Before Jane was born, her mother became conservative in dress and manner like other children’s mothers, but it didn’t disguise either the reasons why she had gotten into her troubles or why she had survived them. Henry Whitefield’s best friend, Jake Reinert, who still lived next door to the old house in Deganawida, had once said to Jane that her mother had been “the single best-looking female human being not only to live in Deganawida,” but, he had insisted, “the best-looking ever to pass through it by a nonflying conveyance.” Then he had added wistfully, “It’s a shame you didn’t get more of her … disposition.”
During the horrible summer, six years after her father was killed, when her mother was dying of cancer, there had been a frantic period of talk. Her mother would palm her medicine and fight the pain so she could talk to her for hours at a time. She had been doing something she admitted was laughable—trying to tell her daughter everything she would need to know from the age of nineteen to the age of forty.
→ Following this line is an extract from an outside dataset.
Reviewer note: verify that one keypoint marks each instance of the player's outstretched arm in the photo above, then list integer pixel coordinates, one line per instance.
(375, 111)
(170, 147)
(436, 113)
Their conversations were full of things almost said: “After I met Henry I was never unhappy another day of my life.” For years afterward, Jane wondered at the foolishness of it, but she sensed that she had heard only part of it. Her mother had not told Jane that happiness was not something she had waited for, but something she had decided.
Jane had carried the things her mother had said and done as though they were statements in another language, then slowly, one by one, she had realized that she understood them. In a way, she knew, she was emulating her mother. She had spent the early part of her adult life doing something that was dangerous—always illegal, and on the occasions when she made a wrong turn or a wrong guess, punctuated with bright flashes of violence. She had been a guide. People whose lives were in danger had found their way to her—first a young man she knew, and after that, a woman who simply knew someone she knew, and, later, strangers. She had moved them to other places, given them other names, and taught them how to live other lives. Then one day, she had agreed to become Mrs. McKinnon, and begun to make Jane Whitefield the last of the fugitives to disappear.